Michalis Kamperidis

Vikos Falcons
- Position: Power forward / center
- League: Greek Elite League

Personal information
- Born: April 24, 1994 (age 31) Athens, Greece
- Nationality: Greek
- Listed height: 6 ft 9 in (2.06 m)
- Listed weight: 240 lb (109 kg)

Career information
- NBA draft: 2014: undrafted
- Playing career: 2012–present

Career history
- 2012–2014: Filathlitikos
- 2014–2018: AEK Athens
- 2015: → Peñas Huesca
- 2015–2017: → Rethymno Cretan Kings
- 2018–2019: Holargos
- 2019–2020: Rethymno Cretan Kings
- 2020–2021: Larisa
- 2021–2022: PAOK Thessaloniki
- 2022–2023: Triton Sepolia
- 2023–2024: Partenope Napoli
- 2024–2025: Eleftheroupoli
- 2025–present: Vikos Falcons

Career highlights
- FIBA Champions League champion (2018); Greek Cup winner (2018);

= Michalis Kamperidis =

Greek basketball player (born 1994)

Michalis Kamperidis (alternate spelling: Michail) (Greek: Μιχάλης Καμπερίδης; born April 24, 1994) is a Greek professional basketball player for Vikos Falcons Ioannina of the Greek Elite League. He is a 2.06 m tall power forward, that can also play as a center.

==Professional career ==
After playing youth basketball with Mandraikos, Kamperidis played semi-pro basketball in the Greek 3rd Division, with the Greek club Filathlitikos, in the 2011–12 season. He then began his professional career in the 2012–13 season, with Filathlitikos, playing in the Greek 2nd Division. He declared for the 2014 NBA draft, but went undrafted. In 2014, he moved to the Greek First Division club AEK Athens.

On 22 January 2015, he was loaned to the Spanish 2nd Division club Peñas Huesca. On 29 July 2015, he was loaned to the Greek club Rethymno Cretan Kings, where he spent two seasons. With AEK, he won the Greek Cup title, in 2018, as well as the FIBA Champions League's 2018 championship.

He moved to the Greek club Holargos in 2018. On June 4, 2019, Kamperidis returned to the Rethymno Cretan Kings, signing a two-year contract. He averaged 4.9 points and 3.1 rebounds per game. On August 26, 2020, Kamperidis signed with Larisa.

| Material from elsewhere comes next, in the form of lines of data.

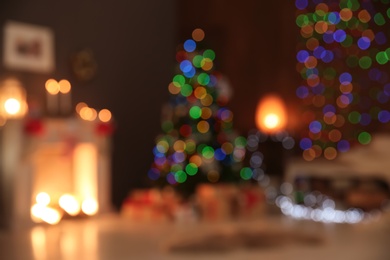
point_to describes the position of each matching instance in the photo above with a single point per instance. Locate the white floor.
(114, 237)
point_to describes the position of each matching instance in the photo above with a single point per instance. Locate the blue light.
(189, 45)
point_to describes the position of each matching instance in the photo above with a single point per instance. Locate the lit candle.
(52, 89)
(271, 115)
(66, 98)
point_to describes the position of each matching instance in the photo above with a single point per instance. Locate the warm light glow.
(88, 113)
(42, 198)
(85, 171)
(12, 99)
(52, 86)
(64, 86)
(271, 114)
(90, 207)
(105, 115)
(12, 106)
(51, 216)
(79, 106)
(271, 121)
(70, 204)
(37, 211)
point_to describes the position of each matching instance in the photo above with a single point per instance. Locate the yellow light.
(271, 121)
(37, 211)
(42, 198)
(12, 106)
(79, 106)
(88, 113)
(198, 34)
(270, 114)
(52, 86)
(69, 204)
(51, 216)
(90, 207)
(105, 115)
(64, 86)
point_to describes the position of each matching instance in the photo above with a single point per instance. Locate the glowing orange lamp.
(12, 99)
(271, 114)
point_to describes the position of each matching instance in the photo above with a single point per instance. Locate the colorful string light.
(198, 143)
(341, 58)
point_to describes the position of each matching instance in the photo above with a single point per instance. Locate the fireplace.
(52, 169)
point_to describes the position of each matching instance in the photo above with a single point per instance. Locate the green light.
(186, 90)
(203, 79)
(167, 126)
(197, 60)
(352, 61)
(208, 152)
(246, 173)
(240, 141)
(365, 62)
(191, 169)
(209, 54)
(180, 176)
(364, 138)
(354, 117)
(379, 19)
(195, 112)
(381, 57)
(179, 80)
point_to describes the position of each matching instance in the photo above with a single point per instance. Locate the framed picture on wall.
(28, 47)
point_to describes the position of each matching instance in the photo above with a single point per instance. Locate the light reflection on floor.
(113, 237)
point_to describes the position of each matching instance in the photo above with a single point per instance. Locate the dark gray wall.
(134, 46)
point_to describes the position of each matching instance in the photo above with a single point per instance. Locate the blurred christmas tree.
(343, 59)
(198, 143)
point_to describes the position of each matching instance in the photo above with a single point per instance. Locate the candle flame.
(271, 114)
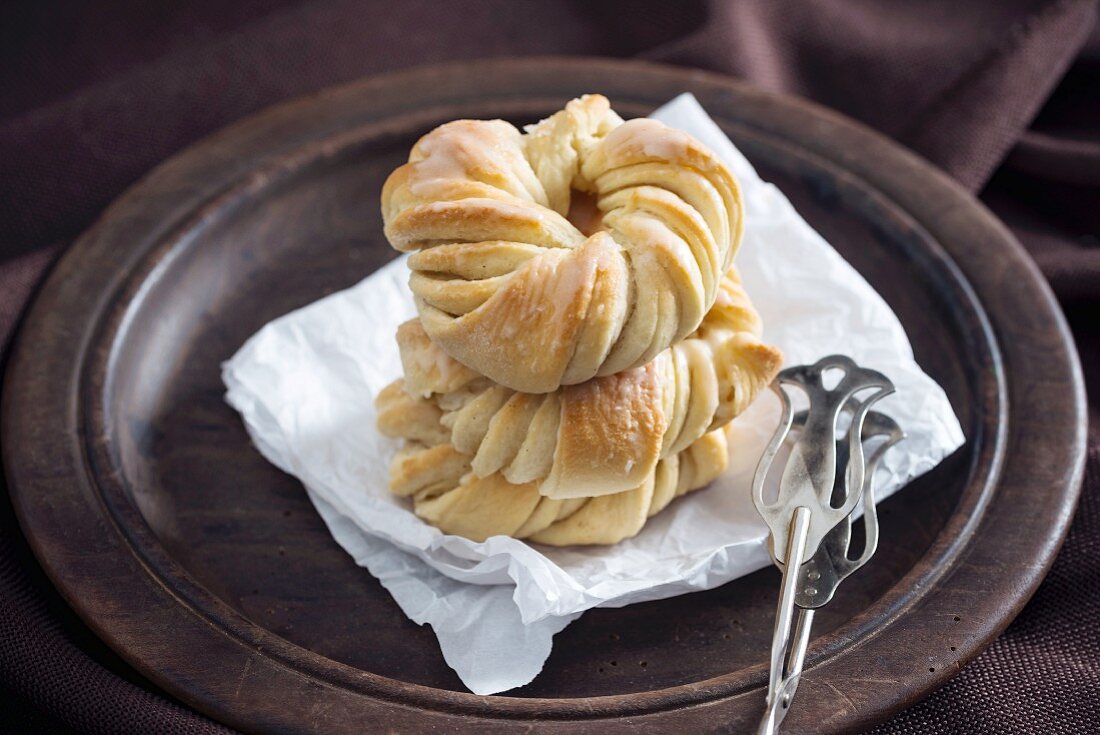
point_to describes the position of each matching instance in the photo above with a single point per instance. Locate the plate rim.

On August 2, 2021, Kamperidis signed with PAOK, joining his younger brother Georgios. On January 31, 2022, he mutually parted ways with the club.

==National team career==
As a member of the junior national basketball teams of Greece, Kamperidis participated at the 2011 FIBA Europe Under-18 Championship, the 2012 FIBA Europe Under-18 Championship, the 2013 FIBA Europe Under-20 Championship, and the 2014 FIBA Europe Under-20 Championship.

==Personal life==
Kamperidis' younger brother, Georgios, is also a professional basketball player. Kamperidis has been one of the best point guards on the European 2K Pro Am scene. He has been the leader of Paladins Gaming and member of Rethymno Cretan Kings eSports. In January 2019, he decided to launch his NBA 2K career, and he reached an overall player rating of 99, with his sharpshooting play-maker player. In 2020 Kamperidis decided to move again on Rethymno Cretan Kings eSports.